Souvent, les meilleures décisions en matière d’agents libres ne sont pas aussi retentissantes qu’on pourrait le croire. Alors que les gros contrats constituent souvent les attrape-nigaud de la pire espèce (oui, je vous regarde, Raiders et Redskins!!), les équipes gagnent souvent à se concentrer sur des joueurs qui, pour plusieurs raisons, ne commanderont pas le genre de contrat que leur talent pourrait suggérer. Souvent, on aura affaire à des joueurs talentueux qui luttent contre les blessures. On peut aussi trouver d’excellents joueurs dont la productivité souffre du fait d’évoluer pour une mauvaise équipe ou dans le mauvais système. Ou encore, il peut simplement s’agir de diamants que l’on aura repérés avant tout le monde (le nom de Wes Welker vient à l’esprit). Cette section est truffée de maraudeurs. Je vous jure que je ne le fais pas exprès, mais c’est une position tellement malaimée et sous-évaluée dans la NFL qu’on ne devrait pas se surprendre qu’elle soit la position “bon deal” du football. Les joueurs ne sont pas classés dans quelque ordre particulier. Et avant que certains ne m’en parlent, oui, j’adore la signature du maraudeur Adrian Wilson par les Patriots. Mais même si je ne ferais pas trop confiance au jugement de l’ancienne administration des Cardinals, quelque chose me dit qu’une équipe d’une qualité aussi discutable ne laisserait pas partir Wilson si elle jugeait qu’il pouvait encore jouer à un haut niveau. Les aubaines, les voici donc.

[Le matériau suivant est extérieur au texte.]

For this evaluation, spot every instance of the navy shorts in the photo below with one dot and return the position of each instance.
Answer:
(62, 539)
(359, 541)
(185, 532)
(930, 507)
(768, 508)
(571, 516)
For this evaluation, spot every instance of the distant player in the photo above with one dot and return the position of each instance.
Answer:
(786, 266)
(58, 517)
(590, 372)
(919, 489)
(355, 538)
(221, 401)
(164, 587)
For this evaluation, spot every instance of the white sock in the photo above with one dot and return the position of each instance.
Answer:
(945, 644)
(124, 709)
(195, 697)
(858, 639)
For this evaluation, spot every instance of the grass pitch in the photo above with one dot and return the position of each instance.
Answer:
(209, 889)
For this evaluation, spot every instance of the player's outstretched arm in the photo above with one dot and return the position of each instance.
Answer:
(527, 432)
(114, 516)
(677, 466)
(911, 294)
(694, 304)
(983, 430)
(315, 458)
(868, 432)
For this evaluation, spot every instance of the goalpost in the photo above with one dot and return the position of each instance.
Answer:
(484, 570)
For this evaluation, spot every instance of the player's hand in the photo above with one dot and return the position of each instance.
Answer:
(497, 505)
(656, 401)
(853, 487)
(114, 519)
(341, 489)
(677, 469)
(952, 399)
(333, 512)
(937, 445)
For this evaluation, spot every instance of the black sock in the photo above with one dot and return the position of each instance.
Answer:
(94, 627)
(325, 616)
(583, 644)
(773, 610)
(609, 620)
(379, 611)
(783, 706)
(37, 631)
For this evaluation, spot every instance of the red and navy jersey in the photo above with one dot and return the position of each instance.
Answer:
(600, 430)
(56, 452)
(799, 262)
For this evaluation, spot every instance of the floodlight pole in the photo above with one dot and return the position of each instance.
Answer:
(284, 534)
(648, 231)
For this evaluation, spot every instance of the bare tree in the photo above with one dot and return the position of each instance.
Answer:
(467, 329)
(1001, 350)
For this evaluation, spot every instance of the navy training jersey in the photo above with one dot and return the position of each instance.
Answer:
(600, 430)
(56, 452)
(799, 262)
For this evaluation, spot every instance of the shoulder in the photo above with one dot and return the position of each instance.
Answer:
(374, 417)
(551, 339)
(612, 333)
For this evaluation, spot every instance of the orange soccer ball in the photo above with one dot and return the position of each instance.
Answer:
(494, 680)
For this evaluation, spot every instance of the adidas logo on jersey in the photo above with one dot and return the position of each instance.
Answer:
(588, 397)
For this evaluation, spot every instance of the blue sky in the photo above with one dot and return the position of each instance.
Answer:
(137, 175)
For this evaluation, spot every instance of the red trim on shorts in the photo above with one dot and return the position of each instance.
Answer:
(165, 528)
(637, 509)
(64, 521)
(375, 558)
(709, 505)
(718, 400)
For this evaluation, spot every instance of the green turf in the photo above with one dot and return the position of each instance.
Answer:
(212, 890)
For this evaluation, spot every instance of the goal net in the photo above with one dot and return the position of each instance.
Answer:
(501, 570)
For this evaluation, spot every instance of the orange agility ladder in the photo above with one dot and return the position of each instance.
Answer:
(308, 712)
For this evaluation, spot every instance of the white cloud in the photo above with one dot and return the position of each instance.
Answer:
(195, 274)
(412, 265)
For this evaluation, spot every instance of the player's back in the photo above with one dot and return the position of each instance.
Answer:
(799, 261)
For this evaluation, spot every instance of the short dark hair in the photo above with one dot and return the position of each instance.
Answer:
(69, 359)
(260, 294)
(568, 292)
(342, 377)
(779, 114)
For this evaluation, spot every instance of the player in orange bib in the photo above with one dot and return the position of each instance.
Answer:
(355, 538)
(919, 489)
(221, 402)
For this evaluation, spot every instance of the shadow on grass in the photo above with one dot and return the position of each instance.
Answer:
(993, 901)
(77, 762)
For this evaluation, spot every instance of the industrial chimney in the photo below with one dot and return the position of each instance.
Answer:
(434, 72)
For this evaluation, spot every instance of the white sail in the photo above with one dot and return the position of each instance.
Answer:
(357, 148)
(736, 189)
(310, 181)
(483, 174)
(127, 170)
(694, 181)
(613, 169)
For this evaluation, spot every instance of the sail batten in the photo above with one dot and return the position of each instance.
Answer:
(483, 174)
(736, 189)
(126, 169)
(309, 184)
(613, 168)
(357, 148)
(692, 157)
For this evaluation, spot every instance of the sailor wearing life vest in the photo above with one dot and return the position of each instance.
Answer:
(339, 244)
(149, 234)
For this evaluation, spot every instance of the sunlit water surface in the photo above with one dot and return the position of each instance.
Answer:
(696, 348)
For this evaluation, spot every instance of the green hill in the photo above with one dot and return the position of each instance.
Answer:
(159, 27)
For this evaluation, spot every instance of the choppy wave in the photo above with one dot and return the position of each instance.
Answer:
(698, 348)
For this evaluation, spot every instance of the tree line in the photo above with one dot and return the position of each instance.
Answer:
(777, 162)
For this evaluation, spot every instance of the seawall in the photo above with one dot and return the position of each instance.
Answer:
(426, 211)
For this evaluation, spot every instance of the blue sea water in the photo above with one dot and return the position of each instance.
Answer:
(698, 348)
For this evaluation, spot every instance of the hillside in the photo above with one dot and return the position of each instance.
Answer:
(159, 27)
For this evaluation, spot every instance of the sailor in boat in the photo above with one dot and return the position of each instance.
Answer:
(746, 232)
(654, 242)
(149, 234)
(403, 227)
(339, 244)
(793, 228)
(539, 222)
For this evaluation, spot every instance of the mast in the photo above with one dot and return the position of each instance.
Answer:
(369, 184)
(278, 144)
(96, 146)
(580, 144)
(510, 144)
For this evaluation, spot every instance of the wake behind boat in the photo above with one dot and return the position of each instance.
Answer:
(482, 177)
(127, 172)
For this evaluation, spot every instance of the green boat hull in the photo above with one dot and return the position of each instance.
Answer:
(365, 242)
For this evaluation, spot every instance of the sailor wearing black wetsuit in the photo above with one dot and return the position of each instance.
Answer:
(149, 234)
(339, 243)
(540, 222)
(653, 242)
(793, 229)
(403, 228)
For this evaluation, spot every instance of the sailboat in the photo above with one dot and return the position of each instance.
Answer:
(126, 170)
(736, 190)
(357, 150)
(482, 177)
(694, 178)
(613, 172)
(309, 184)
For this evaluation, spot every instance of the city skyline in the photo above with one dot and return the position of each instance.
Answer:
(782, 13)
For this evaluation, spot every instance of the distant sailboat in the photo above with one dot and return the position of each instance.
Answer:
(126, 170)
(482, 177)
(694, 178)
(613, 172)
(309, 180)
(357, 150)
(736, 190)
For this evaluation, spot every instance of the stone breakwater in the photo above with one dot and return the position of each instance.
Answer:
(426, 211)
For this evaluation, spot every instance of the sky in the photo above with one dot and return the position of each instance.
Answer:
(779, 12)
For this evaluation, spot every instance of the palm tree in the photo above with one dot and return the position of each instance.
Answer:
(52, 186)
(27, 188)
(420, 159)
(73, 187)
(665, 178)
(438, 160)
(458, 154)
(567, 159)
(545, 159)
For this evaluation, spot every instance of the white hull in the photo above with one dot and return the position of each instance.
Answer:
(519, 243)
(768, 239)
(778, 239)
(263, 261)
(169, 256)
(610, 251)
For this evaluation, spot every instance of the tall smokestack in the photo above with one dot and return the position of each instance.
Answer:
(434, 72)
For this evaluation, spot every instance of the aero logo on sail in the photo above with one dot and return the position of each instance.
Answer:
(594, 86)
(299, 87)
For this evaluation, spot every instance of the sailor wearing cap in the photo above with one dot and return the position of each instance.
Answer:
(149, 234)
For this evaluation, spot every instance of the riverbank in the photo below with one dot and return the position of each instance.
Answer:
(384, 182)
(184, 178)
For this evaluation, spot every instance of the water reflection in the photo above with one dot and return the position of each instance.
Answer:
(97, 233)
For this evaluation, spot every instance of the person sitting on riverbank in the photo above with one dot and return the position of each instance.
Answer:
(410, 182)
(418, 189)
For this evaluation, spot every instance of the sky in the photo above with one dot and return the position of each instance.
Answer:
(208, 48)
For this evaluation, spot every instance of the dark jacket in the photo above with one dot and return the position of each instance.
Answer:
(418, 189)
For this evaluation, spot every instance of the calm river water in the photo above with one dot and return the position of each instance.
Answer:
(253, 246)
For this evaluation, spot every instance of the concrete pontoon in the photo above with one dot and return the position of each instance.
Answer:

Cliff Avril, ailier défensif, Seahawks: 2 ans, 13 millions $

Pauvres Lions! On aurait osé croire que leur médiocrité de la première décennie de notre siècle serait complètement derrière eux, mais voilà qu’elle revient les hanter. Avril était un rouage important d’une ligne défensive qui était sans doute l’une des deux ou trois meilleures de la ligue. Voilà maintenant que Detroit doit le laisser aller en raison des monstrueux contrats de recrue de son quart Matthew Stafford et du plaqueur défensif Ndamokung Suh (chosis premier en 2009 et deuxième en 2010) – conclus sous l’ancienne convention collective de la NFL – contrats qui importunent les Lions à la manière du beau-frère qui prend toute la place sur le divan et qui profère des jurons en présence des enfants pendant le match de hockey. Ah, ancienne collective qui permettait qu’un joueur qui n’avait pas joué un match dans la NFL de gagner plus que les grands quarts de la ligue, quand nous tiens! Pendant cette saison morte, les Lions ont renégocié le contrat du receveur Calvin Johnson, autre entente aux termes stratosphériques, afin qu’il plombe un peu moins la masse salariale de 2013. Sauf que quand on considère que le mec gagnera en moyenne environ 18,8 millions par an jusqu’en 2020, on réalise que Johnson ne sera pas une quantité négligeable dans les livres des Lions. Sans compter la beurrée d’agents libres dont Detroit doit déterminer le sort… Donc, exit Cliff Avril, qui prend la route de Seattle pour un salaire de 6,5 millions cette année et de 6 millions l’an prochain. Cela vous fait peut être rêver, mais dans le marché de la NFL d’aujourd’hui, c’est un contrat très bon marché pour un jeune joueur qui a réussi 29 sacks du quart au cours des trois dernières saisons. (A contrario, voir Kruger, Paul). Cette signature est d’autant plus importante pour Pete Carroll qu’il ne sait pas s’il aura Charlie Clemons, qui se remet d’une vilaine blessure, l’an prochain. Voilà ce qui arrive lorsqu’on négocie bien le marché des agents libres, surtout lorsqu’on connait l’impulsivité de certains des collègues dirigeants. Légère consolation: les Lions peuvent au moins se réjouir d’avoir réussi à garder…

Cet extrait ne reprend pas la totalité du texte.